Women who think they may be at risk for heart disease should schedule an appointment with their physician, take this information and ask these questions.

  • What are the signs of heart disease for women?
  • How can I tell if I’m having a heart attack?
  • What is my risk for heart disease?
  • What can I do to lower my risk?
  • What are my cholesterol and trigylceride levels and what should they be?
  • What is my blood pressure and what should it be?
  • What is my blood sugar level? Am I at risk for diabetes?
  • Do I need screening tests for heart disease? If so, what tests? How do I get the results?
  • What is a healthy weight for me?
  • What should I eat to keep my heart healthy?
  • What activity level is right for me?
  • How can you help me quit smoking?
  • Do I need to come back and see you?

If medication is prescribed:

  • Why was it prescribed?
  • When do I take it?
  • How much do I take?
  • Should I avoid any medications, food, or activities while taking it?
  • What are the side effects?
  • Is there a generic version of this medication? If so, should I get the brand name or the generic?
Published: January 29, 2008
Source: Molly Dyer, manager of cardiac rehabilitation at Baptist Memorial Hospital-Memphis; and The National Women’s Health Information Center, U.S. Department of Health and Human Services, Office on Women’s Health.
Writer: Elizabeth Todd Bartholomew, MA, APR

Prevent Heart Disease

These ten lifestyle changes might save your life.

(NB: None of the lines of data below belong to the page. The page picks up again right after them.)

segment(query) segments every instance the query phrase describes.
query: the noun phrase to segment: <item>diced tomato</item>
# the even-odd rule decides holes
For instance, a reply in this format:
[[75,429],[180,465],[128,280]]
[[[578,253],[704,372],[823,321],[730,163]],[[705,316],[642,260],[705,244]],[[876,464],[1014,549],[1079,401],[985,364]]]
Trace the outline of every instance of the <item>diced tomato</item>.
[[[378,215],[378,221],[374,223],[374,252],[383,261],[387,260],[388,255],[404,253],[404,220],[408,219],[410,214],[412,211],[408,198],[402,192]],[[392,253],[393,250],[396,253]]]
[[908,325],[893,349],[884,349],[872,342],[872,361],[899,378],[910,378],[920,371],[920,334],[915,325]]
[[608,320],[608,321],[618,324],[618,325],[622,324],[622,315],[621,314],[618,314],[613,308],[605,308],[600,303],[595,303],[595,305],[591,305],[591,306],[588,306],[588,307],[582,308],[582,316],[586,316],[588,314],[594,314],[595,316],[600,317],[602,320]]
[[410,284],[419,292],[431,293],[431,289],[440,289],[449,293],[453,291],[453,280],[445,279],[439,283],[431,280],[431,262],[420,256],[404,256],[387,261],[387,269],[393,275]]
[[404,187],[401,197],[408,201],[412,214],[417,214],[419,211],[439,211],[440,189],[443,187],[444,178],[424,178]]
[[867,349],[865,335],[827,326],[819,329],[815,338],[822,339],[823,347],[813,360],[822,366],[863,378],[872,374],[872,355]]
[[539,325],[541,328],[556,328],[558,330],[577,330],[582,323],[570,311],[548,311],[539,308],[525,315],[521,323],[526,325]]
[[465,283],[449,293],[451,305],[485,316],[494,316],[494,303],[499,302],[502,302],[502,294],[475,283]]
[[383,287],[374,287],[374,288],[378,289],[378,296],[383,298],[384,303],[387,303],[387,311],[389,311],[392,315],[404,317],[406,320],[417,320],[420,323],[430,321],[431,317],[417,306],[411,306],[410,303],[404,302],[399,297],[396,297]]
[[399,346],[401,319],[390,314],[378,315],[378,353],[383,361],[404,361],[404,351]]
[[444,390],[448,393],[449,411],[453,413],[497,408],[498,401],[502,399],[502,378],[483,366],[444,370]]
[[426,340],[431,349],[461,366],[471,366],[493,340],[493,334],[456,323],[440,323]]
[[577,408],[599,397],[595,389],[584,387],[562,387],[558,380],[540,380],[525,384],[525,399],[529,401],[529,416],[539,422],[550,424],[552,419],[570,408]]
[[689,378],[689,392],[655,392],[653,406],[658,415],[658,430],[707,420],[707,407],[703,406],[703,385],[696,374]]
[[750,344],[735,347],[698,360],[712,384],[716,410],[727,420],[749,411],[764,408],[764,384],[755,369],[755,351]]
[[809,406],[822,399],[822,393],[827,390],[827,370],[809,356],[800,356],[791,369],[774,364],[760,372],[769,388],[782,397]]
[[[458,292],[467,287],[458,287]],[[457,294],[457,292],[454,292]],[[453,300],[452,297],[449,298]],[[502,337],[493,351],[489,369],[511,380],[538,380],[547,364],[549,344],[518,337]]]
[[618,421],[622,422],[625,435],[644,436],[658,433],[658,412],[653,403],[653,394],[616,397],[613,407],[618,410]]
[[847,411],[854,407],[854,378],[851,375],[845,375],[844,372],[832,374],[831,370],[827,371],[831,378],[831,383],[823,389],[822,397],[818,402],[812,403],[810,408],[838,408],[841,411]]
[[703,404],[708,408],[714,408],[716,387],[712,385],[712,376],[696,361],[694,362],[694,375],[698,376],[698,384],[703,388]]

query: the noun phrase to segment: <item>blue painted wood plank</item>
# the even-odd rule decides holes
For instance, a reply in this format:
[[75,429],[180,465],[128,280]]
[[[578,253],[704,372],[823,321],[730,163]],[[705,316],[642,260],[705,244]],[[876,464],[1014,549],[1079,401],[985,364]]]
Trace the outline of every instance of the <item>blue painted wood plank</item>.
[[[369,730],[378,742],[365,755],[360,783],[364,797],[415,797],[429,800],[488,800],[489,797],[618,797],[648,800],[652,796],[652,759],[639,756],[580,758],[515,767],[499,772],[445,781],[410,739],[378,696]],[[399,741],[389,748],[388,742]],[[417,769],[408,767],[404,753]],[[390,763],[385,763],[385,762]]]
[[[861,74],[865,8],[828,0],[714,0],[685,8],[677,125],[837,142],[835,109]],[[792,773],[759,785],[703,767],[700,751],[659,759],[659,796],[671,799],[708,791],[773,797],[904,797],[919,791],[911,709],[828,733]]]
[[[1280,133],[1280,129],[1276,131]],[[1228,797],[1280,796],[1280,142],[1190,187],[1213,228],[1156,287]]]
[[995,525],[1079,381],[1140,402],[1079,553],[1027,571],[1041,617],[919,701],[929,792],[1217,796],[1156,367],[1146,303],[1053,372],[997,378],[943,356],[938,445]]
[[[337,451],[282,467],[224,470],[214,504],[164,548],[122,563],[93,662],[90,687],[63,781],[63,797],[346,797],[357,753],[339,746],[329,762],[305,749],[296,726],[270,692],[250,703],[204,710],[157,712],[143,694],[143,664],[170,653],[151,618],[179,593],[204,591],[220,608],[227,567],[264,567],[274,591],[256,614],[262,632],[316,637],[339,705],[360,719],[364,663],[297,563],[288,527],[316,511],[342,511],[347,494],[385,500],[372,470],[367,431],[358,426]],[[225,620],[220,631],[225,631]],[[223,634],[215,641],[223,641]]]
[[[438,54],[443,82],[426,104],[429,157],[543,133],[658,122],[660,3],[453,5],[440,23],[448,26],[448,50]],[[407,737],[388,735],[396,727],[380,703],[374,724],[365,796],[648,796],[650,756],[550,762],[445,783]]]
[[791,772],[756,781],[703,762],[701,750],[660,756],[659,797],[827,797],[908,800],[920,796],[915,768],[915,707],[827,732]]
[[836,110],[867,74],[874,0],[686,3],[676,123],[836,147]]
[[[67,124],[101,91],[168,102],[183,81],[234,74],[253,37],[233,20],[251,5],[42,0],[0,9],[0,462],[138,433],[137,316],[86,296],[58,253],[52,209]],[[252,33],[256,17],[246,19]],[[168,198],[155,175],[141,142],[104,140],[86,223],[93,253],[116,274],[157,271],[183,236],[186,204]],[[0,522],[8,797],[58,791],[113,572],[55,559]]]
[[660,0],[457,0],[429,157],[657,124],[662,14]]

  • Don’t smoke! If you smoke and take oral contraceptives, your risk increases nearly 40 percent!
  • Have your blood pressure checked regularly, and take your medication, if necessary, if prescribed by your physician.
  • Be physically active. This doesn’t mean running marathons or even 5K races. Just incorporate some moderate activity into your life.
  • Control your cholesterol levels. Studies show that women’s total cholesterol levels exceed those for men after about the age of 55, and the HDL “healthy” component lowers, making the relative risk increase.
  • Make sure saturated fat is less than 10 percent of your diet. Seek help from a dietitian if necessary.
  • Eat a variety of foods – mainly fiber-filled fruits, vegetables and grains, green leafy vegetables for folic acid. Seek foods rich in antioxidant vitamins A,C, and E.
  • Maintain near an ideal weight. The Framingham Heart Study showed that in women, being overweight increases the risk of heart attack, stroke, congestive heart failure and death from all heart-related causes.
  • Learn to manage or reduce stress in you life. Seek stress management workshops if necessary.
  • Speak with your physician about the risks and benefits of hormone replacement therapy if you are past menopause.
  • Take charge of your health and create a plan to get or remain healthy.